Bei der Bedarfsanalyse plädieren viele Experten für den Einsatz Künstlicher Intelligenz. Die KI habe keine Eigeninteressen und habe die Möglichkeit, eine Vielzahl von Daten zu analysieren, mit der das menschliche Gehirn überfordert wäre. Daher sei eine KI-gestützte Auswertung umfassender und unparteilicher als eine Produktrecherche von einem Makler. Darüber hinaus spare die KI dem Makler viel Zeit, die er für die Kundenberatung einsetzen könne. Auf der DKM haben mit Fonds Finanz und Blau Direkt zwei Maklerpools ihre KI-Tools für Makler präsentiert. Sie sehen das eher skeptisch?
Vollmer: Ja. Wir haben vor einer Woche in der Zeitschrift Asscompact einen Artikel veröffentlicht, in dem wir Makler darauf hinweisen, vorsichtig mit den KI-Tools der Pools umzugehen. Die Frage ist immer: Wo landen eigentlich die Daten? Nicht alles, was technisch möglich ist, ist auch sinnvoll – erst recht nicht, wenn es darum geht, Kunden schneller etwas zu verkaufen, statt sie bedarfsgerecht zu beraten. Wenn Makler den Pool beauftragen, mittels KI den eigenen Kundenbestand intensiv zu durchleuchten, erhöht sich zudem die Abhängigkeit vom Pool erheblich.
Inwiefern?
Vollmer: Die Interessen des Anbieters der KI, also des Pools, können im Vordergrund stehen. Das könnte passieren, weil die Pools ein großes Interesse an den bei ihnen anwachsenden Versicherungsbeständen haben.
Aber der Kundenbestand gehört doch ohnehin dem Maklerpool?
Vollmer: Ja, der Maklerpool ist der juristische Bestandsinhaber. Allerdings redet ein Pool-Mitarbeiter nie direkt mit den Kunden – das tut nur der angeschlossene Makler. Deshalb möchte der Pool natürlich mehr über diese Kunden wissen. Wenn der Pool dem Makler schmackhaft macht, dass KI ihm die Arbeit erleichtert und er schneller mehr verkaufen kann, gewinnt der Pool dadurch viel mehr Wissen über den Bestand.

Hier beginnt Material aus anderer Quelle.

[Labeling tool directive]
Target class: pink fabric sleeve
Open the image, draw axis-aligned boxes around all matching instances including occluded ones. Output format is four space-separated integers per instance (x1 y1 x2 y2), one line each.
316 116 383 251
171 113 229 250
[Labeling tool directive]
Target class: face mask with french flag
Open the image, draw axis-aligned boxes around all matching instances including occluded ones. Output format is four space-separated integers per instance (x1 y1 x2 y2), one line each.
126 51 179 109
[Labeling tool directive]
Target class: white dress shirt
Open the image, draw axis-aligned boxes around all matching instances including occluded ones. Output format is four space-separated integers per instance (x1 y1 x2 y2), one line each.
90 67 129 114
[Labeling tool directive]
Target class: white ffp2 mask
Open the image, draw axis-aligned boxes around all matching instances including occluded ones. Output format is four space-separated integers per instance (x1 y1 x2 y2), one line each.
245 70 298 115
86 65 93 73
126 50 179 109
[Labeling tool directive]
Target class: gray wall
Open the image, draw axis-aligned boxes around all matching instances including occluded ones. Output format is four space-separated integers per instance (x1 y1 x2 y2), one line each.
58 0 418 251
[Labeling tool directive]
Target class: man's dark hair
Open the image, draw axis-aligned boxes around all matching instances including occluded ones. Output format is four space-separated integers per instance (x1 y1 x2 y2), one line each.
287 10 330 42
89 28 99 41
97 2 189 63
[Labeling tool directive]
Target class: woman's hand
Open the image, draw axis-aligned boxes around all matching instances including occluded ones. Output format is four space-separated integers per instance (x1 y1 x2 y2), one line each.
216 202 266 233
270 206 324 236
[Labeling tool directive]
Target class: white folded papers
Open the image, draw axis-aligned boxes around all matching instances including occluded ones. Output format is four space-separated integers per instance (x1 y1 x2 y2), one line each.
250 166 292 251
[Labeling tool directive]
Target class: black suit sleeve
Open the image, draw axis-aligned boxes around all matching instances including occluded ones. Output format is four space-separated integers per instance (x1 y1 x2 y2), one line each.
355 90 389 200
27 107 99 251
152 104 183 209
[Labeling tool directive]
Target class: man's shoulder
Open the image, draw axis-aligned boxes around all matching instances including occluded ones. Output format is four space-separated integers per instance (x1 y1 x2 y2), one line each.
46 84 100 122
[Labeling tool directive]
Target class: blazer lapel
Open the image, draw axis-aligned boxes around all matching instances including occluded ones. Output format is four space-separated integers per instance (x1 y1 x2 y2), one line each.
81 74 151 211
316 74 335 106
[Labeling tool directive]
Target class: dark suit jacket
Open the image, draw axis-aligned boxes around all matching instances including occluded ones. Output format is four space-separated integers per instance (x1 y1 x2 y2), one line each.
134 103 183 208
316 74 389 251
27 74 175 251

Und was kann er damit anfangen?
Wir müssen auch die demografische Entwicklung berücksichtigen. Viele der angeschlossenen Makler sind bereits älteren Jahrgangs. Der Pool weiß genau, wann diese Makler aufhören werden. In dem Moment, wo der Makler sagt ‚Ich höre auf‘, geht sein Bestand endgültig an den Pool. Wenn der Pool die Kunden vorher mit Hilfe des Maklers und der KI besser kennengelernt hat, kann er sich bessere Betreuungsmethoden für diesen Kundenstamm überlegen.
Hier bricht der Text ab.